Today, Hollands isn't just any DJ. He's become one of the most successful club DJs in New York City. His distinct "tech house" style contrasts soulful house music with mechanical techno rhythms. Hollands returns to the Midwest this Friday, Jan. 28, when he performs at Madison's Inferno nightclub.
Hollands' DJ roots date back to his late-1980s high school years, when the rock band he was in broke up.
"We had gear left over that no one knew what to do with," he recounted during a telephone interview last week. "I took a lot of it and decided to use it for DJ shows."
In the early 1990s Hollands attended Ball State University in Muncie, where his dad worked as a professor. "I kind of made a business out of being a DJ in college," he says. "I even had my own business card."
After graduating in 1993, Hollands pursued the craft full-time.

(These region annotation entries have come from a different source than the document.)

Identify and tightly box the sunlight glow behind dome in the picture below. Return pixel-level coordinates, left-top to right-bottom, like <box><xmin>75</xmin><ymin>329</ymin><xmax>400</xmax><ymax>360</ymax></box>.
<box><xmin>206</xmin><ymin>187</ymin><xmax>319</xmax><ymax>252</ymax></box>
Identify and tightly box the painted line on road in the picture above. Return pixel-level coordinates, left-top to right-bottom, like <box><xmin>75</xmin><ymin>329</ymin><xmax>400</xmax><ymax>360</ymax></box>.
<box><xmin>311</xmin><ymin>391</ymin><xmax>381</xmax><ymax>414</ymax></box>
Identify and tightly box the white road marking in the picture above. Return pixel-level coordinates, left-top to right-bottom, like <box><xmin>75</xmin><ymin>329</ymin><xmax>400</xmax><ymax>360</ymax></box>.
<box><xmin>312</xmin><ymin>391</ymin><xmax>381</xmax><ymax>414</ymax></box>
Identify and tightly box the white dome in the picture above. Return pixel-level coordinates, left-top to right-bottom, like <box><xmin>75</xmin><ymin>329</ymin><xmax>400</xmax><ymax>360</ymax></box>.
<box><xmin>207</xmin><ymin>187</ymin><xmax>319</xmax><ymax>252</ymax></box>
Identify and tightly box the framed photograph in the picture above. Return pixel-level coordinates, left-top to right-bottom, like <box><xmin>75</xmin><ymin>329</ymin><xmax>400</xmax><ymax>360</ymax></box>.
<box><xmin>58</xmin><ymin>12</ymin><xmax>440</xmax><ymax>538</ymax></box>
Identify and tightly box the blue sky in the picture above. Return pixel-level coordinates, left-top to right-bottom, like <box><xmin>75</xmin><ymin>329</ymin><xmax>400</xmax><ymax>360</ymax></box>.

He says he adopted his signature tech house style right away. "I've always loved house music for the song elements you find in it and the way it makes you want to dance," he says. "But I found a lot of house music sounded the same over time. I loved techno, too, but alone, it sounded too mechanical to me. So I looked for the gray area in between both of them."
In Madison, Hollands says he'll use new gear that lets him remix tracks live. He's come a long way from batteries and boom boxes.